The City of Cranbrook is working on a draft policy for the licensing of cats. Corey Bullock photo.

Cranbrook councillor advocating for cat licensing

Here kitty, kitty.

Cranbrook city staff is preparing draft amendments for a bylaw that would require cat licensing

The issue, raised by Coun. Norma Blissett based on feedback she’s heard from the community about stray cats, came up during a council meeting earlier this month.

“I would like us to proceed to prepare an amendment to the animal control bylaw and to include licensing and regulation of cats within that, as well as the other applicable bylaws,” said Coun.

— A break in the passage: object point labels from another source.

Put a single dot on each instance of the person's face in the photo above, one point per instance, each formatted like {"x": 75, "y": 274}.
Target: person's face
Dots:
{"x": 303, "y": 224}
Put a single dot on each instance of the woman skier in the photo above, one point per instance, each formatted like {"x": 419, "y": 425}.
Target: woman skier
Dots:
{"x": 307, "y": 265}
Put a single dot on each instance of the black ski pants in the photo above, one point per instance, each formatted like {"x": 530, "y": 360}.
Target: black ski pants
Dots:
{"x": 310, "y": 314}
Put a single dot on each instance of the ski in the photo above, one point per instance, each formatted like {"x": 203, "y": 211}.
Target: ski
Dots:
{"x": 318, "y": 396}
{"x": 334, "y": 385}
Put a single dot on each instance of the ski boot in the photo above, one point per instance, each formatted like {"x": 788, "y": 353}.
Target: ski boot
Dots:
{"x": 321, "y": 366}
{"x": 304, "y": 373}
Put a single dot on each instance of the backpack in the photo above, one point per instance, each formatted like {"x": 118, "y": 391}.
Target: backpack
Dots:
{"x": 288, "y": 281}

Blissett.

Staff brought some information forward to council, particularly on the logistics of licensing for dogs and the impacts to city finances and operations for responding to calls of ‘dogs at large’ and other animal matters.

In the case of dogs, the licensing rate of dogs considered ‘at large’ is roughly 20 per cent, meaning the remaining 80 per cent are unlicensed.

Councillor Wes Graham brought up a bylaw example from Creston, noting it was one of the first municipalities in the province to incorporate cat licensing.

Graham served as an elected councillor in Creston when the cat licensing policy, an eight-section addition to an animal control bylaw, was created.

“It was a very simple licensing bylaw, and the whole reason was…what it does is really stops people from letting their cats go out and roam,” said Coun. Graham. “And that was one of the problems there, so now your cat’s got a tag so if its out roaming, the neighbour or someone can catch it.

“It really helps people become better cat owners and keeps your cat in your yard and your home.”

A draft bylaw is anticipated for council’s review by the end of summer or early fall, according to staff.

Mayor Lee Pratt, Councillor Wayne Price and Councillor Ron Popoff were opposed to the measure, mostly citing concerns around the potential burden it places on staff amid other projects.

“We’re two bylaw officers short right now, we’re having difficulty enforcing bylaws we have in place that I think have a higher priority or higher scale of protecting the public and minding the public interest than cats right now,” said Price.